Jones is the 17-year-old Ruby, a dedicated high-schooler in Gloucester, Cape Ann’s seaside town, who gets up at the crack of dawn every day to help her family—her father Frank (Kotsur), brother Leo (Durant), and mother Jackie (Matlin)—at their boat and recently discovered fish sales company. Heder is eager to provide us with a genuine glimpse into Ruby’s routine.
As the only hearing member of the Rossi clan, she is used to being her family’s sign-language interpreter out in the world. She spends her days translating every scenario imaginable two ways: at town meetings, at the doctor’s office (one early instance of which plays for full-sized laughs thanks to Kotsur’s golden comedic chops), and on the boat, where a hearing person is required to notice the signals and coastal announcements.
What Ruby has seems so balanced and awe-inspiring that it takes a while to realize how taxing the whole arrangement is for the little girl, even if she makes it appear simple with maturity and a feeling of responsibility that belies her years. To begin, she is all too aware of her parents’ intimate lives, including their medical concerns and (to her uproarious horror), sexual activity.
When the hearing world becomes rude or dismissive, she jumps in almost instinctively, always putting others above herself. When Ruby joins the school choir and discovers her talent for singing, it throws her off balance and puts her at odds with her family, especially when she decides to apply to Boston’s Berklee College of Music, adopting a rehearsal schedule that frequently conflicts with her duties in the family business. Miles (Ferdia Walsh-Peelo from “Sing Street”), a bashful boy with real respect for Ruby, complicates matters even further.
If there’s one flaw here, it’s how far Heder goes with Eugenio Derbez’s Bernardo Villalobos, a character who somehow communicates a sitcom-y artificiality in an otherwise honest film.

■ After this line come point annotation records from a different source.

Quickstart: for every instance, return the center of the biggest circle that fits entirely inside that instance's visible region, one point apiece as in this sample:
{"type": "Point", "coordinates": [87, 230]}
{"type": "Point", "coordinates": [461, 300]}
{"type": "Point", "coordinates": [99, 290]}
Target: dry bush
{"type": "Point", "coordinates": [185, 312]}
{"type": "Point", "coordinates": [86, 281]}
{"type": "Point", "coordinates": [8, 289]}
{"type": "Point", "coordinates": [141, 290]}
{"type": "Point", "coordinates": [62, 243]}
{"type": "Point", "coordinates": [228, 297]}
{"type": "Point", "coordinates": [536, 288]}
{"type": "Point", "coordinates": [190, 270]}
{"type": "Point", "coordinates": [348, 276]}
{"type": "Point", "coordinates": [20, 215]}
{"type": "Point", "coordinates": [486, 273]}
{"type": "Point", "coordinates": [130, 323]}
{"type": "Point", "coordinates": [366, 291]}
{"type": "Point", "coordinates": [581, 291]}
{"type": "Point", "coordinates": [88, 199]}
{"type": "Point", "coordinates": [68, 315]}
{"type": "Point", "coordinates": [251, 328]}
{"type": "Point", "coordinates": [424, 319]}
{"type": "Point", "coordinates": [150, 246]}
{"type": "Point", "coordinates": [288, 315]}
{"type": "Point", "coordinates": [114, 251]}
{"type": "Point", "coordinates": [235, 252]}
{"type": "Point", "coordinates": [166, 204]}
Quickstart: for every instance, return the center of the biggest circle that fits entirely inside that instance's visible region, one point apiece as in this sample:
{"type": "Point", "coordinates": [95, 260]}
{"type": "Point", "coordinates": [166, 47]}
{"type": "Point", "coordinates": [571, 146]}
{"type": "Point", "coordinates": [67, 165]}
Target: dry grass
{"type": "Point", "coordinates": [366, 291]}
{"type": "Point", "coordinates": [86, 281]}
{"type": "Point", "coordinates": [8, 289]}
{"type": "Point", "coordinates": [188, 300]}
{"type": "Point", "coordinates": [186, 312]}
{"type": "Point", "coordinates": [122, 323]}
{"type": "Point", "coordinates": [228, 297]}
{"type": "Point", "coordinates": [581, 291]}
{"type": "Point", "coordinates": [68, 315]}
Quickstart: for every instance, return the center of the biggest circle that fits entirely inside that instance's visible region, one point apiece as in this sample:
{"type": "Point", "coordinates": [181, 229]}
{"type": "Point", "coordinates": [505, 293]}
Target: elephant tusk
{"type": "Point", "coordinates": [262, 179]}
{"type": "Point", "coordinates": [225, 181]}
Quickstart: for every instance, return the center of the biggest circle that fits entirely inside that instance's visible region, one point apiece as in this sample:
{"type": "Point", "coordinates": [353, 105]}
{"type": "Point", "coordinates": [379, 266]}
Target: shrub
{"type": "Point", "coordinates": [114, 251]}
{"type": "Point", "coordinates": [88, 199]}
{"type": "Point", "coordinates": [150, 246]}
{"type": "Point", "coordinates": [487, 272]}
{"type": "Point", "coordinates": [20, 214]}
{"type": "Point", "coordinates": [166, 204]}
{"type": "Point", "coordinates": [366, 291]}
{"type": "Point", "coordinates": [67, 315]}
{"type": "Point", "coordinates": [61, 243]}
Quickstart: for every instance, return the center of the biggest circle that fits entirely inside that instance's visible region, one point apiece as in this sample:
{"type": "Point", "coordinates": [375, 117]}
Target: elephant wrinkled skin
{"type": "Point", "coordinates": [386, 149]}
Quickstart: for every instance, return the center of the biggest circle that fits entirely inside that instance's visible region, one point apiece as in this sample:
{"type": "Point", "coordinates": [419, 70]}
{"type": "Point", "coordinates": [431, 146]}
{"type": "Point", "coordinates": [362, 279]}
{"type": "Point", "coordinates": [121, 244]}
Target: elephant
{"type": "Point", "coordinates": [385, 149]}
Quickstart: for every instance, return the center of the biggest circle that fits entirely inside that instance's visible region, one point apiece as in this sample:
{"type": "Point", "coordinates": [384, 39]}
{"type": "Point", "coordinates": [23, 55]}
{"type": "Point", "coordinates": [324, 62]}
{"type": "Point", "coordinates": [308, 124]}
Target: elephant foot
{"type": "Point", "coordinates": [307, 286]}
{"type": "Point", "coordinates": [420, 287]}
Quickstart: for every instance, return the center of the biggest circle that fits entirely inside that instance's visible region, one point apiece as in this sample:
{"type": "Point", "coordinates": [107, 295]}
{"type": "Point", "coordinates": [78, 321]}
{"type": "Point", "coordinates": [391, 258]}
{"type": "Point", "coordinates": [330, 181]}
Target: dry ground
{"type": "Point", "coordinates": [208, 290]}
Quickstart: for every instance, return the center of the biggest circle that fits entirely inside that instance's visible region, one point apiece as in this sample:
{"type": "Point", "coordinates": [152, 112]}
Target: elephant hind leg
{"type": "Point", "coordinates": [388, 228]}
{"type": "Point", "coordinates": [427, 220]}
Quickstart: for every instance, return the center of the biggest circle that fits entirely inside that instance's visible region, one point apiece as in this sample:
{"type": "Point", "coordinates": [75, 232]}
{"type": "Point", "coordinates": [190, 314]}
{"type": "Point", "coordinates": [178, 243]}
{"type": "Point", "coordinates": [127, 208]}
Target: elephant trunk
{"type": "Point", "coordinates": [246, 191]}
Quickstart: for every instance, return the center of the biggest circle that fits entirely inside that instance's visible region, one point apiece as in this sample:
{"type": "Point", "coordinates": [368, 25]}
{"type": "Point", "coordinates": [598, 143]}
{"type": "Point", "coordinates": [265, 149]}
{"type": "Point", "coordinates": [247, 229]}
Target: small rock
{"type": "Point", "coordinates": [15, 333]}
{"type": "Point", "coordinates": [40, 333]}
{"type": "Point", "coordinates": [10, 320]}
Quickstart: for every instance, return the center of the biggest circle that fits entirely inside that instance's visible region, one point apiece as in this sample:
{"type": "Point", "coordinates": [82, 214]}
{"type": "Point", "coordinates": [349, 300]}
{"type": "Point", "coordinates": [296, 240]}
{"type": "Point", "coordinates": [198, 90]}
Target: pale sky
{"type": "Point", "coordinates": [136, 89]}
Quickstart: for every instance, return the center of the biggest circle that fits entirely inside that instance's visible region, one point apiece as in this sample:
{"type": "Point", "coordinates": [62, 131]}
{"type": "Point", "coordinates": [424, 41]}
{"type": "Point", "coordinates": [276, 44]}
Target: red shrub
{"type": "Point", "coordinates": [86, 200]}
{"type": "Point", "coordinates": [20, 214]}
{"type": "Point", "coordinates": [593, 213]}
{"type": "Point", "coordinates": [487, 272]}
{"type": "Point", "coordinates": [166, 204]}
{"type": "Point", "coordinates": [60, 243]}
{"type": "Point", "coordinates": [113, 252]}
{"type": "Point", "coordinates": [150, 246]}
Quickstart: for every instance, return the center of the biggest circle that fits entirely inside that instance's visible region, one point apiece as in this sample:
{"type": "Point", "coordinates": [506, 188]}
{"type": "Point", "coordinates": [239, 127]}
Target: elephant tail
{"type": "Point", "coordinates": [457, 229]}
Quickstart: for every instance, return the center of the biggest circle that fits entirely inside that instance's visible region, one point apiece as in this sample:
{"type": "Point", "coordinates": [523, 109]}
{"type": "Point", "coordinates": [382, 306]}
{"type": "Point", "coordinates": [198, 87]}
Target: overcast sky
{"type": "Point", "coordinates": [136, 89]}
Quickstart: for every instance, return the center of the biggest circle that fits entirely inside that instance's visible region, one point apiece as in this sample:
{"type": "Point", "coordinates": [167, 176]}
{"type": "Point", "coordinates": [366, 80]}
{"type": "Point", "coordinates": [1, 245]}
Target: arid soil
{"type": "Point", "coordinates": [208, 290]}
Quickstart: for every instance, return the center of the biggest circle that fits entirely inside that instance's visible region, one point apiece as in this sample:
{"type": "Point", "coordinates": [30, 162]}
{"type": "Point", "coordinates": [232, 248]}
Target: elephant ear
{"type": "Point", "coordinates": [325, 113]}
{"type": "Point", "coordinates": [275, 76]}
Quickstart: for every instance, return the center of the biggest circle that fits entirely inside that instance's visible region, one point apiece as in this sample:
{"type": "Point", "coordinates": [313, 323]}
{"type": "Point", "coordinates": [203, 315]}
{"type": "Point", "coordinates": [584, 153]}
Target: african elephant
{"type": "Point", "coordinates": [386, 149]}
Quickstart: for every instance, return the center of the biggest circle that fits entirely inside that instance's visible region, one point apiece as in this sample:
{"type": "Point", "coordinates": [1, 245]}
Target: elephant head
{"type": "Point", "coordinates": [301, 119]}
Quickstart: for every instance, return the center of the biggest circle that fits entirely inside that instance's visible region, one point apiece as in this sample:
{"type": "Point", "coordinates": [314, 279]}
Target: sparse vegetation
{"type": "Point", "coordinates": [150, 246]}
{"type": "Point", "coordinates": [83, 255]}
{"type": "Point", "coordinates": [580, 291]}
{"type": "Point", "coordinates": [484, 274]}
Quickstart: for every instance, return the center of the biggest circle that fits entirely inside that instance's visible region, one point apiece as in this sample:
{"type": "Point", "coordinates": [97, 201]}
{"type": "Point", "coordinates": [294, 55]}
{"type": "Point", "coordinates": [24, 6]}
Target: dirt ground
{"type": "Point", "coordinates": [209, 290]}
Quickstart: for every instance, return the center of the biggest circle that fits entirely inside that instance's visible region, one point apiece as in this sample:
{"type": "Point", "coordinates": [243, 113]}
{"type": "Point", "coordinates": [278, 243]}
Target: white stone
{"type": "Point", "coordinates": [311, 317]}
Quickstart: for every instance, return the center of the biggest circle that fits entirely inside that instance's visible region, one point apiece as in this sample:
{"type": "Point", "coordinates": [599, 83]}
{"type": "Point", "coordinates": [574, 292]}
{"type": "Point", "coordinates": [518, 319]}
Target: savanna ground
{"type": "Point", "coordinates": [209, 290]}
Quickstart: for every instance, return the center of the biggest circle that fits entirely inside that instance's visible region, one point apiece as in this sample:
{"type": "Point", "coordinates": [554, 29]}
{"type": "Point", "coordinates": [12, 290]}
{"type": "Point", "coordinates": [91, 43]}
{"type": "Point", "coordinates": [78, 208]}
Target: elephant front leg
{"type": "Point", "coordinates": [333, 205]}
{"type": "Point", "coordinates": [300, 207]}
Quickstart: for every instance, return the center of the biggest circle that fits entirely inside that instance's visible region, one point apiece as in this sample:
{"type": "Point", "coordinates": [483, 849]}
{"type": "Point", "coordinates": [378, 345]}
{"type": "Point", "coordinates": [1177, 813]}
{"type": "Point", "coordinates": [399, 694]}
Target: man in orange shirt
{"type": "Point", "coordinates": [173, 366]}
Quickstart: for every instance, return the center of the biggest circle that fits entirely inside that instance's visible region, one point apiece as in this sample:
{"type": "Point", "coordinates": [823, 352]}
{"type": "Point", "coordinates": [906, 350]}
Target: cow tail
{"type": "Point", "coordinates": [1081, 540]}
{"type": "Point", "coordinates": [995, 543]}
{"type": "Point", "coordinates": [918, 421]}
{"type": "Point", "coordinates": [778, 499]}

Derbez tries his best with a selection of stock speech lines, but his sequences don’t always land with the same honesty as the rest of “CODA.” Still, this failure of judgment feels trivial in the context of a film that is so moving, so in tune with its old-fashioned crowd-pleaser nature.
Coda Film Review
(Had it played in a real version of Sundance 2021 instead of its virtual counterpart, this would have been the festival’s standing ovation tale.) And plenty of other kinds of sincerity make up for it throughout “CODA,” from the way Heder portrays Cape Ann and the life around it through lived-in details to how she honors the joys and anxieties of a working-class family with candor and humor, without ever making them or their Deafness the punchline.
Most importantly in Coda Film Review, she helps us see and know in our bones that the Rossis are a genuine family with real chemistry, real relationships, and struggles, both unique and universal like every other family. Ruby’s chosen route reveals the uniqueness of those regular fights. Will Ruby’s musical skill set her apart from the rest of the Rossis? What would life be like for the foursome if Ruby decided to leave? Heder spells out the answers openly in a number of very kind (and, to this observer, tear-jerking) passages, but notably in a couple that plays like mirror versions of one other.
During one, all sound disappears while Ruby sings in front of her closest friends and family, causing us to see her performance through the eyes of the deaf. Sound doesn’t matter at all during the other, which features well-chosen music that could simply warm even the coldest of hearts. Because Heder makes certain that we perceive the limitless love that exists in their common language.